本紙がこのほど行った、「2025年版 通販健康食品売上高調査」では、健康食品を中心に扱う通販会社に対して、「増収や減収の要因」について聞いた。
減収となった企業からは、「新規顧客獲得数が減少した」「リピート率が低下した」といった声が聞かれた。
紅麹問題によって生じた、健康食品・機能性表示食品への懸念から、買い控えが起こり、業績に悪影響があった企業も見受けられた。
前年度(2024年版)の通販健康食品売上高ランキングでは、前年と比較可能な27社の実質成長率は、1.1%のプラス成長だった。今回の調査では実質成長率が、1.1%減となり、減収トレンドに転じた。
過去5年を振り返ると、集計期間がコロナ禍の混乱のただ中となった2020年(20年1~12月の間に決算期を迎えた売上高)以来のマイナスとなった。
逆境の中2桁成長
一方、逆境の中、成長を遂げた企業もある。新日本製薬では、2024年9月期の健康食品通販売上高が、前期比35%増の57億5500万円となった。同社のヘルスケア事業の主力商品である機能性表示食品「Wの健康青汁」が好調だったとしている。2024年9月期の新規顧客件数は前年同期比10.3%増と、順調に増加しているという。今期(2025年9月期)も同製品で得たマーケティングの知見を他の健康食品商材に横展開し、高い成長率を維持し続けているようだ。
プロテインなどのEC・OEM事業などを展開する武内製薬(本社東京都)も好調で、2025年3月期の売上高は前期比約18%増となった。
高~中価格帯の健康食品・化粧品を展開するアクシージアは、2024年7月期の売り上げが大きく伸びたが、同社の場合、中国ECの売り上げが占める割合が大きい。中国市場の健康志向の高まりから、健康食品が大きく伸びたという。

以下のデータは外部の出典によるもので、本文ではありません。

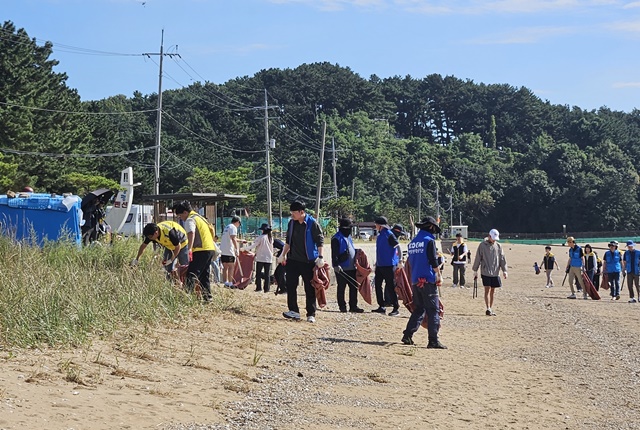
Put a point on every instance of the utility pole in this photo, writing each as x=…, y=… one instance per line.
x=156, y=170
x=419, y=198
x=280, y=206
x=267, y=143
x=335, y=160
x=319, y=191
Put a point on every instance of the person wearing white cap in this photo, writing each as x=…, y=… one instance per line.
x=490, y=259
x=631, y=266
x=612, y=265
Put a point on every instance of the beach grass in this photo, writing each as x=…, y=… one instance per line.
x=63, y=295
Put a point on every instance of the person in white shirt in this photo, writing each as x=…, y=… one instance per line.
x=229, y=248
x=264, y=256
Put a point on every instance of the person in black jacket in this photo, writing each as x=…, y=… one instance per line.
x=343, y=254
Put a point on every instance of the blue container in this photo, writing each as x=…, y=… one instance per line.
x=38, y=217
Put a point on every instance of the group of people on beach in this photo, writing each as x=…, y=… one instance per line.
x=585, y=263
x=191, y=243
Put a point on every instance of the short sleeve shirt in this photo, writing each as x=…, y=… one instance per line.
x=226, y=245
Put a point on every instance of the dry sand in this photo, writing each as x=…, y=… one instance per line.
x=544, y=362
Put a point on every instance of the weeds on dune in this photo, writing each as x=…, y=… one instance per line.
x=62, y=295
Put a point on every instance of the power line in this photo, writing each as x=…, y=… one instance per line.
x=210, y=141
x=54, y=155
x=75, y=112
x=60, y=46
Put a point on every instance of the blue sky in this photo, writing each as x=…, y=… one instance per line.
x=582, y=53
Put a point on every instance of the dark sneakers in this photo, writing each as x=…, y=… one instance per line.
x=407, y=340
x=436, y=345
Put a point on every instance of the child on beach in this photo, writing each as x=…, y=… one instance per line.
x=548, y=263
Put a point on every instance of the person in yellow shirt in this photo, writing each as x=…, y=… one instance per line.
x=173, y=238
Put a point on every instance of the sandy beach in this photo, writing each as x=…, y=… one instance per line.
x=544, y=362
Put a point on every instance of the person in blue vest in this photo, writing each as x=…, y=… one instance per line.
x=302, y=251
x=574, y=267
x=386, y=262
x=612, y=265
x=343, y=256
x=631, y=265
x=425, y=279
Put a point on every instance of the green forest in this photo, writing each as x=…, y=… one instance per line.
x=495, y=155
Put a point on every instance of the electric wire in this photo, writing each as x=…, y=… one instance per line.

紅麹問題が収束した2025年の日本市場は、再びプラス成長に転じることが期待される。ただ、紅麹問題のような不測の事態に足元をすくわれないためには、海外展開や卸など、事業の多角化を図ることも検討の余地はありそうだ。

<調査方法>
▽「健康食品通販売上高ランキング」は、全国の通販企業を対象に調査を実施した。2025年2~3月に、調査票を送付し回収。本紙取材データなどから算出した売上高も加え、独自にランキングを作成した。▽調査対象は、2024年1~12月の間に決算期を迎えた売上高実績。健康食品だけを取り扱う専業企業は全社売上高を、他の商品ジャンルも取り扱う兼業企業は健康食品部門の売上高を掲載した。一部の兼業企業は健康食品以外の商材の売上高を含む場合もある。
▽健康食品の対象範囲は、企業ごとに定義が異なる場合がある。
▽通販企業を対象にしているが、通販チャネル以外の「直営店」「卸売販売」「原料販売」などの売り上げを含む企業もある。
表の見方
▽売上高が非公開の場合は、周辺取材や決算公告などをもとに推定した数字を用いた。▽売上高は100万円単位で掲載、100万円未満は切り捨てた。増減率は小数点第2位を四捨五入した。
▽「健食売上構成比」とは、通販全体の売上高に占める健康食品売上高の割合。主力商品は、売れ筋商品のアンケート結果や本紙取材をもとに、独自に選出した。
※は推定。◎を付けた企業の注記は以下の通り。
▽世田谷自然食品=化粧品、食品を含む売上高。
▽アクシージア=中国EC、化粧品を含む全体の売上高。
▽ユーグレナ=2024年12月期におけるユーグレナ、エポラ、MEJの健康食品の売上高を推定
▽武内製薬=ECとOEM含む売上高。
▽ヴェントゥーノ=化粧品を含めた全社売上高の推定値。